Noloholo, Day 32: Honey Harvesting

The sun is setting in its usual glories, and we have several large slabs of honeycomb sitting on the table in the classroom. Today the Hadza led all of the summer camp attendees to the tree where bees had made their hive. They cut a big hole with a hatchet and then reached up (no doubt being stung viciously the whole time) to pull out the combs. This was a good example of why “modern” beekeeping – that is, cultivating honey rather than simply gathering it – is so much better for the bee colonies. On the combs that we gathered, little bee larvae are starting to climb out, while some drowsy and confused bees meander about. In modern methods, you have boxes for the hives so trees don’t need to be chopped at, and you control your offtake so the bee colonies don’t collapse. This particular one probably won’t collapse, as there were more combs further up in the tree trunk. Still, the whole process made bee-box beekeeping look like a walk in the park. Most traditional hunter-gatherer groups, including the Hadza and Dorobo, won’t kill a tree to reach the honey. But more aggressive commercial honey gatherers will in fact cut the whole tree down just to reach the combs inside.

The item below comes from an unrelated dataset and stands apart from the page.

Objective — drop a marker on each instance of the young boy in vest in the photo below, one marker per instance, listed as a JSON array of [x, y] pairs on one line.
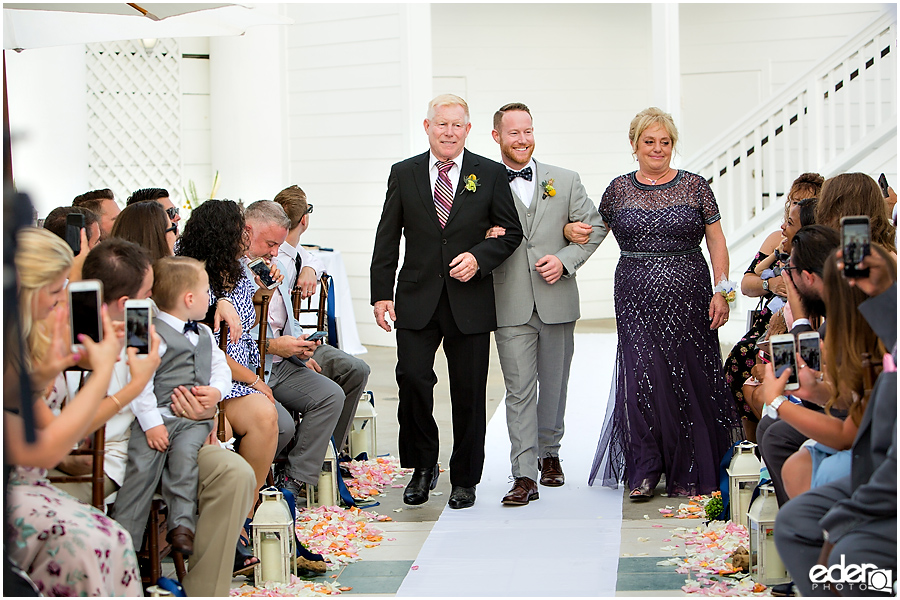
[[163, 447]]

In the morning the kids had a honey-making activity, where Neo dressed up like a bee before putting the costume on a child, having them be dusted with pollen (flour), drink up some nectar (Coca-Cola) and then harvest honey (spit honey into cups arranged like a comb). It was very cute.

The girls are adorable and love to hold hands while we walk and talk, whether it’s coming back from dinner or going on our hike this afternoon. Especially the youngest scholar, Susannah (form 1 = grade 7), who is shy about her English but extremely kind-hearted. All four of the scholars practice their English with us, and I try to give them gentle corrections when I can…but I know they are mostly working on speaking with no Swahili accent.

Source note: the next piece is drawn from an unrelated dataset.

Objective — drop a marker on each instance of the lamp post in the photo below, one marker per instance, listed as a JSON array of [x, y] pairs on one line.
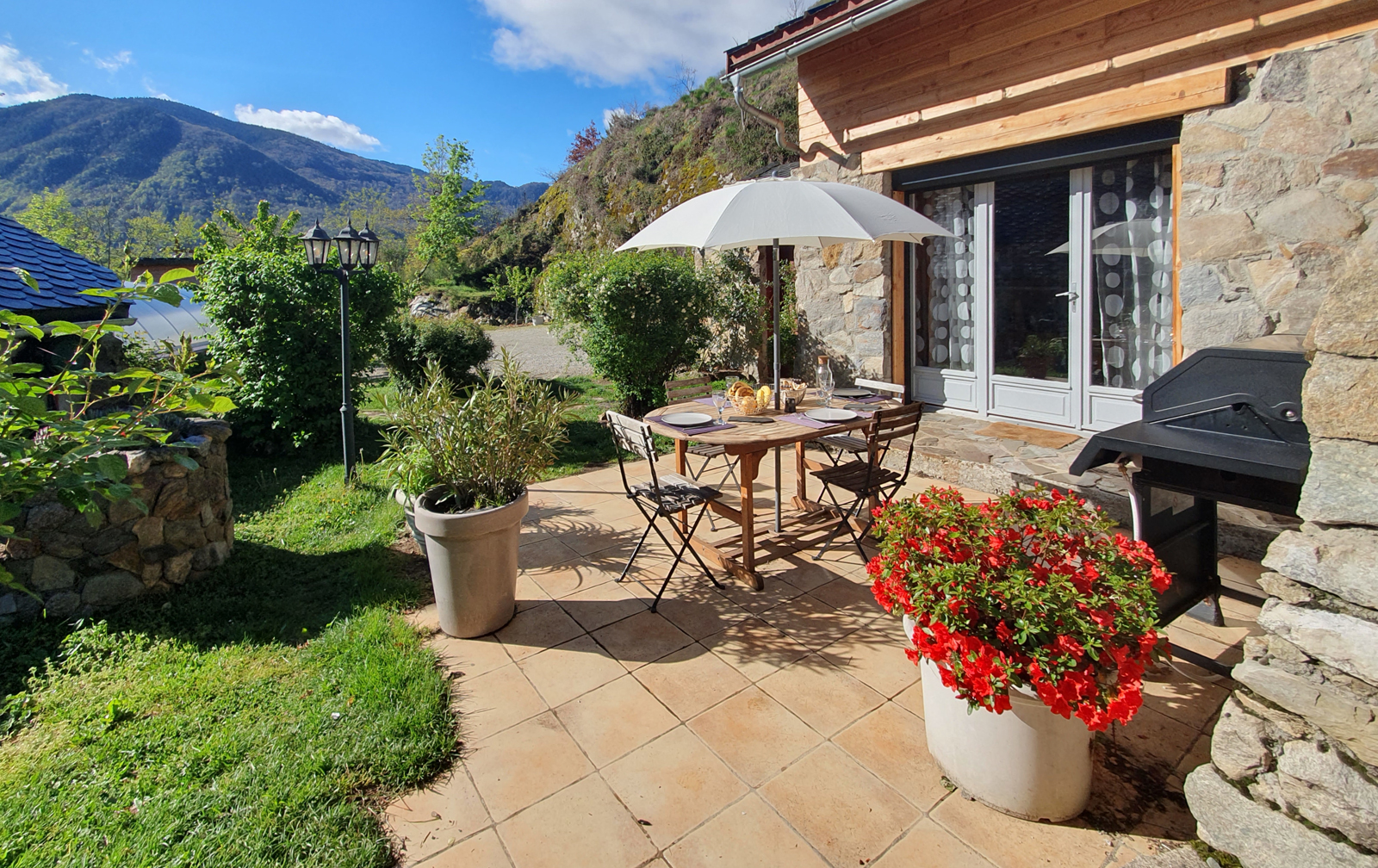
[[357, 250]]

I woke up several times last night to see the moon’s bright face lighting the trees around me. Its traverse is lengthy these days, for it is full from long before sunset until after sunrise. And yet our last full moon barely rose at all. There is something strange about the moon cycles out here; the moonrise and set shift by nearly an hour every day. Can anyone explain to me why the shift in moonrise/moonset is so much more pronounced here than in the US? Or am I hallucinating and the shift is the same here as it is there?